Fish hatcheries and stocking hatchery-reared fishes into saltwater ecosystems to supplement wild populations (stock enhancement) have been used as a fisheries management tool for more than 100 years in the United States. Stock enhancement has tremendous potential to supplement declining fish stocks. During the last 30 years, Texas Parks and Wildlife Department (TPWD) has used a variety of tools to manage the states' coastal resources. Information gathered from anglers includes number, species, and size of their catch (a practice called "fisheries dependent monitoring" or more commonly "creel surveys"). TPWD also collects its own data using fishing gears such as gill nets, bag seines, and bottom trawls, a practice called "fisheries independent monitoring." These data are analyzed and used to make management recommendations. With an increasing human population and urban development along the Texas coast, habitat protection and restoration efforts are critical to managing our coastal resources. In combination, data collection, fishing regulations, protecting and restoring habitat, and advocating for freshwater inflows into the bays are important, but in true Texas style, TPWD goes a step further. Beginning in 1983, in a response to a dramatic decline in the Texas red drum population, TPWD opened the state's first red drum hatchery.

Today, TPWD operates three saltwater fish hatcheries. Located strategically along the coast they are the CCA Marine Development Center in Corpus Christi, Perry R. Bass Marine Fisheries Research Center near Palacios, and Sea Center Texas which is located in Lake Jackson. Annually the three hatcheries release a combined total of 20-30 million red drum and spotted seatrout fingerlings (juvenile fish about 1.5 inches long) into Texas' coastal waters. Historically, red drum have been the primary focus of the hatcheries, with more than 651 million fingerlings being released to date. Successful management of the red drum fishery has led to a remarkable recovery, resulting in red drum populations nearing record highs. This being the case, hatchery managers have been able to shift production efforts to other species of concern in recent years. Beginning in 2011, saltwater hatcheries began to ramp up their spotted seatrout production. Also, in recent years, work to develop a large-scale southern flounder stocking program has progressed steadily.

A common question asked is how do you decide where the hatchery-reared red drum are to be stocked (released)? In the spring of each year, TPWD fisheries managers calculate the stocking allocation for each bay system. This calculation takes into account the estimated current population of juvenile red drum present in each bay system, determined by looking at the last three years of fishery-independent bag seine catch rate data. This strategy allows the stocking rate for each bay system to vary from year to year based on the needs of each bay during a particular year. Fish are released from the shoreline at locations that are accessible by truck and trailer and are in close proximity to favorable habitat. Some fingerlings are also stocked by boat so they can be released into prime habitat such as seagrass beds that are not accessible from shore.
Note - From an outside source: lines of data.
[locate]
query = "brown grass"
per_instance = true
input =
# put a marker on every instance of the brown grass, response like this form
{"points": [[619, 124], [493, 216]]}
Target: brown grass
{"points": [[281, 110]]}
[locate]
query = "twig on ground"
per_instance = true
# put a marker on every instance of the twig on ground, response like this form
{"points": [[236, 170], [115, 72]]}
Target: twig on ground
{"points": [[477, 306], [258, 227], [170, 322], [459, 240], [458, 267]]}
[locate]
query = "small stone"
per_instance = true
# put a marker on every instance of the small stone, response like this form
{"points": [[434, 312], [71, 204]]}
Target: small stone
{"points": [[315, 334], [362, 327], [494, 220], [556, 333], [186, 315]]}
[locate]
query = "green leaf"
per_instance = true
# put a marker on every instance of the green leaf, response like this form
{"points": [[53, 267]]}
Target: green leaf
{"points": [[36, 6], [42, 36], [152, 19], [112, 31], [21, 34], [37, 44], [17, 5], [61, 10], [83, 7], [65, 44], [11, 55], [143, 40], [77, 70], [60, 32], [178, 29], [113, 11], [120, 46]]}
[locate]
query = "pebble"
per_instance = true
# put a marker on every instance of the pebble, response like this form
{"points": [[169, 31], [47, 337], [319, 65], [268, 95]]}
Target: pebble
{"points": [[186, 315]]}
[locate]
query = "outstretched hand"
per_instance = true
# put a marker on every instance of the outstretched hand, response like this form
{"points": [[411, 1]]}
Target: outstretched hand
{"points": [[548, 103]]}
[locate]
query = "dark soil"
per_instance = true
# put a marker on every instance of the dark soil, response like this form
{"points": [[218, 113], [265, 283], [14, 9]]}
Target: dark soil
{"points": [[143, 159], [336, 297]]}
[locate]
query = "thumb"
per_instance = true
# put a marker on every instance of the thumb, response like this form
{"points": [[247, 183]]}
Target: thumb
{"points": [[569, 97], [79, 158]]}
In an effort to spread out the fingerlings, a maximum of 300,000 fish are stocked in one square mile of coastal waters.

In 2013, the three saltwater fish hatcheries released a total of 21 million red drum, 9.9 million spotted seatrout, and 124,386 southern flounder fingerlings into Texas waters. Hatchery staff made a total of 233 hauling trips while driving 34,281 miles to distribute fish into eight Texas bay systems (Fig. 3). Over 130 different locations were stocked in 2013.

In addition to stocking coastal waters, some red drum fingerlings produced at the Perry R. Bass Marine Fisheries Research Station were stocked into Victor Braunig and Calaveras Lakes near San Antonio. Red drum have a wide range of salinity tolerance, and survive, but do not reproduce in fresh water. Stocking inland reservoirs thus sustains a very popular "put and take" fishery in these lakes. Using a combination of traditional fisheries management practices paired with the stock enhancement program, TPWD strives to find a balance between maintaining healthy and sustainable fish populations on one hand, and providing greater accessibility to fisheries on the other. The stock enhancement program represents one tool that is used to effectively manage Texas' coastal fisheries resources.